Recently during a Senate hearing on oil tax subsidies, Exxon CEO Rex Tillerson admitted that a barrel of oil should cost $60-$70 based solely on supply and demand.
"As the CFTC is trying to stop market manipulation that is costing the American economy billions every day, House Republicans are trying to not only slow down the CFTC by delaying its rules, but are also proposing to cut the budget of the CFTC and gut its ability to do its job on behalf of the American people," Guilford said. "In the last decade we have had the Enron scandal, at once the largest corporate bankruptcy in American history and perpetrator of manipulating the California electricity market costing California consumers over $20 billion in higher electricity costs. We have seen the Amaranth scandal, involving excessive speculation in the natural gas markets. British Petroleum paid the largest civil penalty every assessed by the CFTC in 2004, $303 million, when it was found to have manipulated the prices of propane, gasoline and crude oil. No delays. No cuts in funding. Protect this economy and the American people from food and energy market manipulation.
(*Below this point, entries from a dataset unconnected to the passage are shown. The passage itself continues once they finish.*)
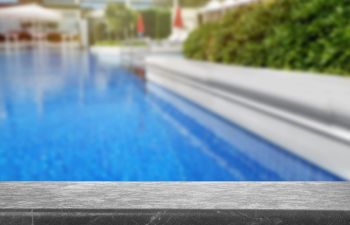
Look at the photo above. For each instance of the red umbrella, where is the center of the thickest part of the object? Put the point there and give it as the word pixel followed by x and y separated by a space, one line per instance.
pixel 178 22
pixel 140 25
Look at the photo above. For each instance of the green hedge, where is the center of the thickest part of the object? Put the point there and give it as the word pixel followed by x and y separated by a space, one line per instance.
pixel 312 35
pixel 157 23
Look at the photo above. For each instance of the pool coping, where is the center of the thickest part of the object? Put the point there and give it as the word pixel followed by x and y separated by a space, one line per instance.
pixel 306 114
pixel 188 203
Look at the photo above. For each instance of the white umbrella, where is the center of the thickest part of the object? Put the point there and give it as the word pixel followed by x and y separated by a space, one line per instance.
pixel 31 12
pixel 213 5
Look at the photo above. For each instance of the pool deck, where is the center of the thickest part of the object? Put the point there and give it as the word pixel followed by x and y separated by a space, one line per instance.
pixel 174 203
pixel 306 114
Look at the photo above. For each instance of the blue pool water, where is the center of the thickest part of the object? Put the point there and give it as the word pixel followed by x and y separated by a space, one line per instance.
pixel 69 115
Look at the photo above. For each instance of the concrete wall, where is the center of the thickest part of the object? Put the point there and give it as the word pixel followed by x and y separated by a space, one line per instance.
pixel 307 114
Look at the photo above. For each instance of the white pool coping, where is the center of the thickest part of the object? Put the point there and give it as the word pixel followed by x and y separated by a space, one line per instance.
pixel 307 114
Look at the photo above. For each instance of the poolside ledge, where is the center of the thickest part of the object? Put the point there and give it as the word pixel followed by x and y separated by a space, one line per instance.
pixel 174 203
pixel 307 114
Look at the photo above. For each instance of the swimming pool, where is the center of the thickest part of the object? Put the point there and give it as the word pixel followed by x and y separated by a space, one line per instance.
pixel 68 115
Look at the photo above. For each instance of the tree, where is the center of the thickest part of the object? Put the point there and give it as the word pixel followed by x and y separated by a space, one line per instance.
pixel 120 19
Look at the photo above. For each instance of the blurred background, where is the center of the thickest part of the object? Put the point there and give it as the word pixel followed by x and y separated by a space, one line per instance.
pixel 174 90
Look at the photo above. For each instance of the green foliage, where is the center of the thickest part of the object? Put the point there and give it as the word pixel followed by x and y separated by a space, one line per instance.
pixel 120 19
pixel 311 35
pixel 157 23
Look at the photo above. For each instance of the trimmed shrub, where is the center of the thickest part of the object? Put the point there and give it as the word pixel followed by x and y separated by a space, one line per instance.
pixel 311 35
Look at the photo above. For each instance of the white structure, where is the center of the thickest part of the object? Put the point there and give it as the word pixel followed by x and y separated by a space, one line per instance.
pixel 30 12
pixel 190 22
pixel 308 115
pixel 215 9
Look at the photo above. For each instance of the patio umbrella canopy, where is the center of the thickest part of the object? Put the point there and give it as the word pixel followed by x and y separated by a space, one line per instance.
pixel 31 12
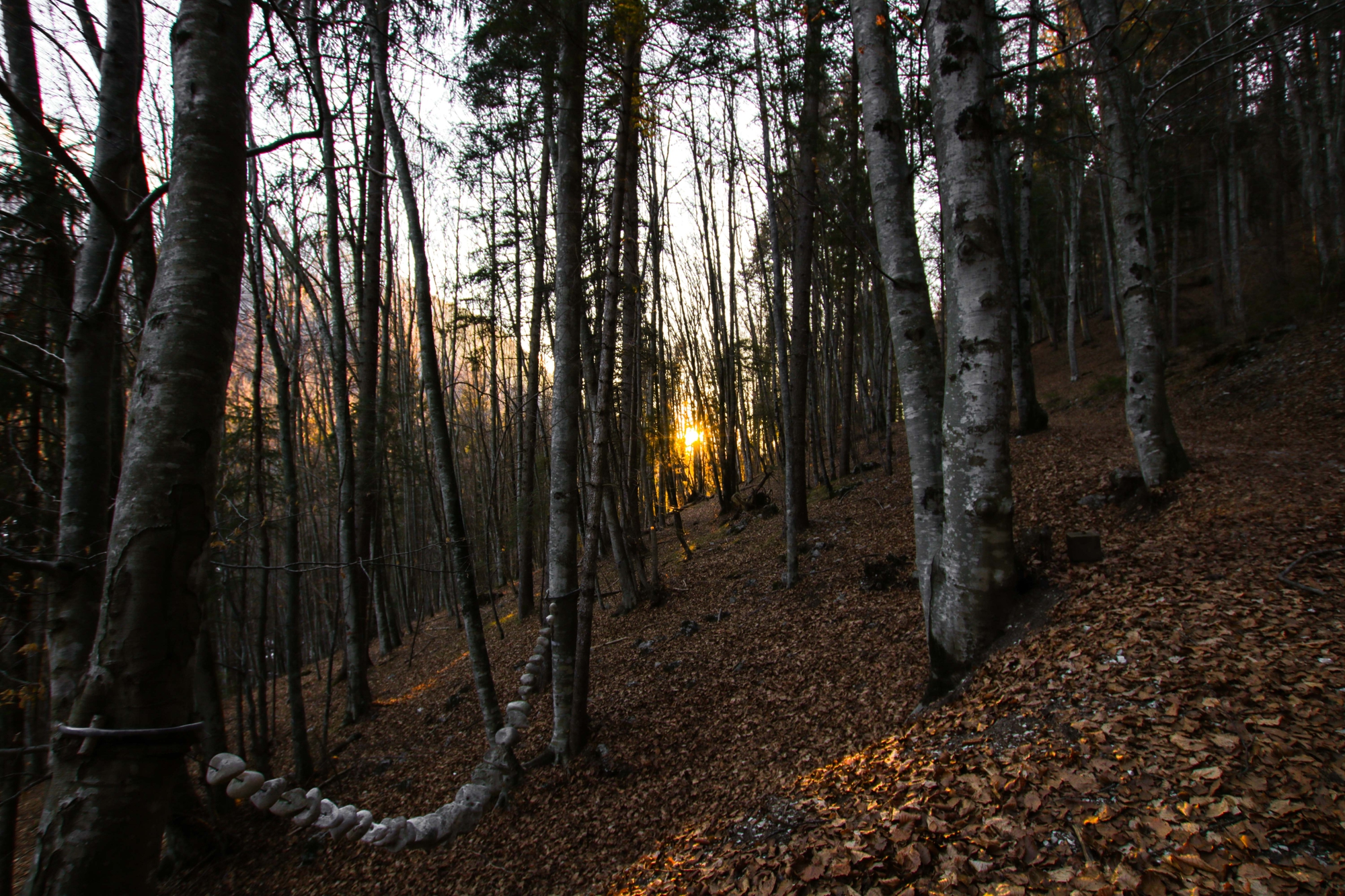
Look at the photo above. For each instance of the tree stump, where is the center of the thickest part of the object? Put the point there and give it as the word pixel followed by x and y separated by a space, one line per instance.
pixel 1083 546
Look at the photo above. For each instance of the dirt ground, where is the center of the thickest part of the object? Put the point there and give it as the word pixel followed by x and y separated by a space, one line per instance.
pixel 761 739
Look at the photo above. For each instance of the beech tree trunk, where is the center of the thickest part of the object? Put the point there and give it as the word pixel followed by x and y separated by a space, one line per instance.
pixel 1074 205
pixel 915 342
pixel 974 581
pixel 360 701
pixel 528 469
pixel 435 411
pixel 782 339
pixel 805 202
pixel 106 811
pixel 286 401
pixel 1032 416
pixel 368 507
pixel 602 423
pixel 1157 446
pixel 89 362
pixel 563 549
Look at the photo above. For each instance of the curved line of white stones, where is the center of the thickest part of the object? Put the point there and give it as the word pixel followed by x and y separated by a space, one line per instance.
pixel 490 780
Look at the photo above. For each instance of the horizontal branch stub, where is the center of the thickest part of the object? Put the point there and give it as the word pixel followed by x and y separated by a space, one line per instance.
pixel 131 732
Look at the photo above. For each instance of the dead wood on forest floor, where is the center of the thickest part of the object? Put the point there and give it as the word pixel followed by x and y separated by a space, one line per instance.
pixel 770 748
pixel 1176 729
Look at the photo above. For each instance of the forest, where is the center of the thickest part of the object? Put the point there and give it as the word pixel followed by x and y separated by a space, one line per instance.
pixel 340 337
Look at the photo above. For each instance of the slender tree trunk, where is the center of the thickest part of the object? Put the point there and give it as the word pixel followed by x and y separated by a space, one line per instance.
pixel 1109 264
pixel 527 512
pixel 805 202
pixel 367 415
pixel 602 423
pixel 435 411
pixel 262 745
pixel 633 372
pixel 1157 447
pixel 287 391
pixel 106 810
pixel 974 581
pixel 360 701
pixel 1074 314
pixel 782 341
pixel 44 209
pixel 563 555
pixel 1032 416
pixel 918 358
pixel 89 360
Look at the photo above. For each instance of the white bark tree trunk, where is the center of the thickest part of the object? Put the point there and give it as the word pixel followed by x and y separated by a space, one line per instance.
pixel 106 811
pixel 563 548
pixel 915 341
pixel 1157 447
pixel 974 581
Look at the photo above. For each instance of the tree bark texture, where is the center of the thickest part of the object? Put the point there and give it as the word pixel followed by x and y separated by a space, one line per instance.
pixel 528 469
pixel 431 382
pixel 360 701
pixel 915 342
pixel 805 202
pixel 974 581
pixel 368 507
pixel 778 323
pixel 1157 446
pixel 602 416
pixel 91 357
pixel 563 548
pixel 106 810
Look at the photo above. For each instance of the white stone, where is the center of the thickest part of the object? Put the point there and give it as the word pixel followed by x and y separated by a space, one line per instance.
pixel 224 767
pixel 245 784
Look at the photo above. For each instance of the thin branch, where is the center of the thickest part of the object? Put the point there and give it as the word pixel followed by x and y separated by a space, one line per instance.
pixel 25 561
pixel 278 145
pixel 59 153
pixel 28 374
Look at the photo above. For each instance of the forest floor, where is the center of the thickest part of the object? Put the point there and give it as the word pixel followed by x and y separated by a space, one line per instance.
pixel 1172 723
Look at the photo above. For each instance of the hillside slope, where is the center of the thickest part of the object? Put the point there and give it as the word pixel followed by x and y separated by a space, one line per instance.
pixel 759 740
pixel 1176 728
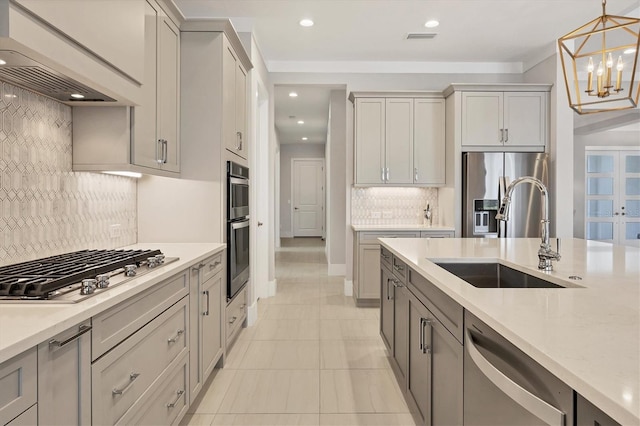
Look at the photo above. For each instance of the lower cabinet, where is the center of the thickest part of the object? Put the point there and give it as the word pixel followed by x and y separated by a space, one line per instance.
pixel 64 377
pixel 434 383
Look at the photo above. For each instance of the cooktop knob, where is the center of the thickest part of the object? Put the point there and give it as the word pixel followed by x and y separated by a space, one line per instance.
pixel 88 286
pixel 130 270
pixel 102 280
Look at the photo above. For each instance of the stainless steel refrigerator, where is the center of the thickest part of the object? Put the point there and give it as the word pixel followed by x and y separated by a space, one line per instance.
pixel 486 176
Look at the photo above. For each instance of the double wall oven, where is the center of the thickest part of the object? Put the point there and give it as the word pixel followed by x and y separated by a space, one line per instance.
pixel 237 228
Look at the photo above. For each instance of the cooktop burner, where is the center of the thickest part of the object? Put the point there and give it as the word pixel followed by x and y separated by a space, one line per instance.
pixel 87 271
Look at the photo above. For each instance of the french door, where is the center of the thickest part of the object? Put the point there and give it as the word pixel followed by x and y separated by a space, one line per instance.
pixel 612 202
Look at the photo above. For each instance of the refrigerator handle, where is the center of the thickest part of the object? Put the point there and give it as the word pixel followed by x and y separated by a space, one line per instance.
pixel 502 187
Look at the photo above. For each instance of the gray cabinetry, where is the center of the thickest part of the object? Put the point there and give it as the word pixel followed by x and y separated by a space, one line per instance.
pixel 206 315
pixel 64 377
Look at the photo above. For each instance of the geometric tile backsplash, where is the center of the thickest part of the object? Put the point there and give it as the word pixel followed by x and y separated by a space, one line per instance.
pixel 45 207
pixel 392 206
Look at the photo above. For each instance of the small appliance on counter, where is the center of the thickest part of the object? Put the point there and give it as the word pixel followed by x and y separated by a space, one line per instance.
pixel 485 178
pixel 237 228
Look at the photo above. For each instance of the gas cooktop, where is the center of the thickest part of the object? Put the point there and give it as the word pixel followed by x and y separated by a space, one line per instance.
pixel 72 277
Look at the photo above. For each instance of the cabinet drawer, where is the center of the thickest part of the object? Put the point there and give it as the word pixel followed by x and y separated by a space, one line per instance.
pixel 123 375
pixel 166 403
pixel 18 385
pixel 235 315
pixel 212 266
pixel 116 324
pixel 373 236
pixel 447 310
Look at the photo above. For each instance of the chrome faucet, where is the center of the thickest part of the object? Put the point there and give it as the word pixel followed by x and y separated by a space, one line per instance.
pixel 545 254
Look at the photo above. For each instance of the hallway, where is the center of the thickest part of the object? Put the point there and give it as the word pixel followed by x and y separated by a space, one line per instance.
pixel 312 358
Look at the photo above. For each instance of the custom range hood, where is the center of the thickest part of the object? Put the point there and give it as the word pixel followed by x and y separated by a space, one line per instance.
pixel 45 47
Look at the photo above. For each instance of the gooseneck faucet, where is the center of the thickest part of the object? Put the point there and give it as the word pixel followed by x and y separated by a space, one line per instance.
pixel 545 254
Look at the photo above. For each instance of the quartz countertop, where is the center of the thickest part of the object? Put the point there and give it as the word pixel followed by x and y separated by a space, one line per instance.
pixel 588 336
pixel 24 325
pixel 401 227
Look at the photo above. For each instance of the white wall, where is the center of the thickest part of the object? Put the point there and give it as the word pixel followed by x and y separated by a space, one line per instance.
pixel 287 152
pixel 336 167
pixel 611 138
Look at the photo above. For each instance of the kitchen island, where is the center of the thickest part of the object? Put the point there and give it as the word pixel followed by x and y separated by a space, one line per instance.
pixel 587 334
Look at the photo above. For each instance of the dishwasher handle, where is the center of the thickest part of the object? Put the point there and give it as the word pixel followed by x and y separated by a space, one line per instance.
pixel 536 406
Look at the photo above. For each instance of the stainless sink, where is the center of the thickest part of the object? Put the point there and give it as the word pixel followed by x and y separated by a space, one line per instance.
pixel 495 275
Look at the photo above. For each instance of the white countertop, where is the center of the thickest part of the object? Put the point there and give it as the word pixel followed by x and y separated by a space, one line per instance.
pixel 364 228
pixel 588 337
pixel 24 325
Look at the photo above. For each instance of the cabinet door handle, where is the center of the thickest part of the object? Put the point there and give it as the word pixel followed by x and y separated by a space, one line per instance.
pixel 178 396
pixel 206 313
pixel 132 378
pixel 176 337
pixel 81 330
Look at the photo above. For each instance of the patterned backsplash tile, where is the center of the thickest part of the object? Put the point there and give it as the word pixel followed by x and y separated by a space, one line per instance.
pixel 392 206
pixel 45 207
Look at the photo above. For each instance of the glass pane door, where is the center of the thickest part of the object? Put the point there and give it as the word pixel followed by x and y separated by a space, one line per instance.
pixel 601 185
pixel 629 233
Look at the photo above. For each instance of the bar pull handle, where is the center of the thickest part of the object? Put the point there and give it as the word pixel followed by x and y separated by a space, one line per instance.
pixel 176 337
pixel 132 378
pixel 536 406
pixel 81 330
pixel 178 396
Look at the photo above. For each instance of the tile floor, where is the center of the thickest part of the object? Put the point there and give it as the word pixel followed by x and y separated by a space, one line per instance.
pixel 312 358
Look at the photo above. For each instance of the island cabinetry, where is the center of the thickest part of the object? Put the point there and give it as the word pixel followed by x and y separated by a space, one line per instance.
pixel 399 138
pixel 18 386
pixel 64 377
pixel 367 254
pixel 435 361
pixel 144 138
pixel 206 315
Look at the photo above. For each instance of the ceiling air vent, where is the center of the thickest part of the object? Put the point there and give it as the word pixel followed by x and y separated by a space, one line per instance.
pixel 421 36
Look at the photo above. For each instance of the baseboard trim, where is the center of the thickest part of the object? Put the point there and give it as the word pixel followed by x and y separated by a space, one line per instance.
pixel 337 269
pixel 252 313
pixel 348 287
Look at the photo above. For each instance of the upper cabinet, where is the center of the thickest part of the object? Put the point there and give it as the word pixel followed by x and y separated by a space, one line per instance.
pixel 144 138
pixel 399 138
pixel 503 118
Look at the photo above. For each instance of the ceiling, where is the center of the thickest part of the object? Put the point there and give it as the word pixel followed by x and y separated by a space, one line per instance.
pixel 356 35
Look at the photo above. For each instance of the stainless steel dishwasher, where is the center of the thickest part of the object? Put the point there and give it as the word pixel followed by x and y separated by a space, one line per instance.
pixel 504 386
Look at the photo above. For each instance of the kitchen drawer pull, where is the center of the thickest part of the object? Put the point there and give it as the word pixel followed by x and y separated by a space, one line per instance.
pixel 132 378
pixel 536 406
pixel 206 313
pixel 179 395
pixel 175 339
pixel 81 330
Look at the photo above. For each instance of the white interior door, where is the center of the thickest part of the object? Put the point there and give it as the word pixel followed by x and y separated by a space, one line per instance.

Now."
"The time of inaction has long passed to rein in a speculative fever that exists in the energy markets," former Mayor Mitchell said. "It has devastated many families as well as slowed down our economic recovery."
Recently Congressman Larson has advocated for additional steps to offer consumer relief at the pump, including:
* Adopting a "use it or lose it" policy for oil companies sitting on untapped oil fields.
* Creating an independent inspector general to oversee the oil industry.
* Fully fund the CFTC so it can monitor for excessive and abusive oil speculation.
* Urging President Barack Obama to tap the Strategic Petroleum Reserve.
* Ending taxpayer funded subsidies for Big Oil.
In addition to being a leading advocate for the Wall Street Reform and Consumer Protection Act last year, Larson introduced the Taxpayer and Gas Price Relief Act to stop price gouging on gasoline, and co-sponsored the PUMP Act, which included strong provisions to increase the transparency of energy derivatives trades that were eventually rolled into Wall Street reform. Since the Wall Street Reform and Consumer Protection Act was enacted, Larson has pushed the Commodity Futures Trading Board to move quickly to implement the law, including personally pressing Chairman Gary Gensler to enforce the provisions related to energy trades.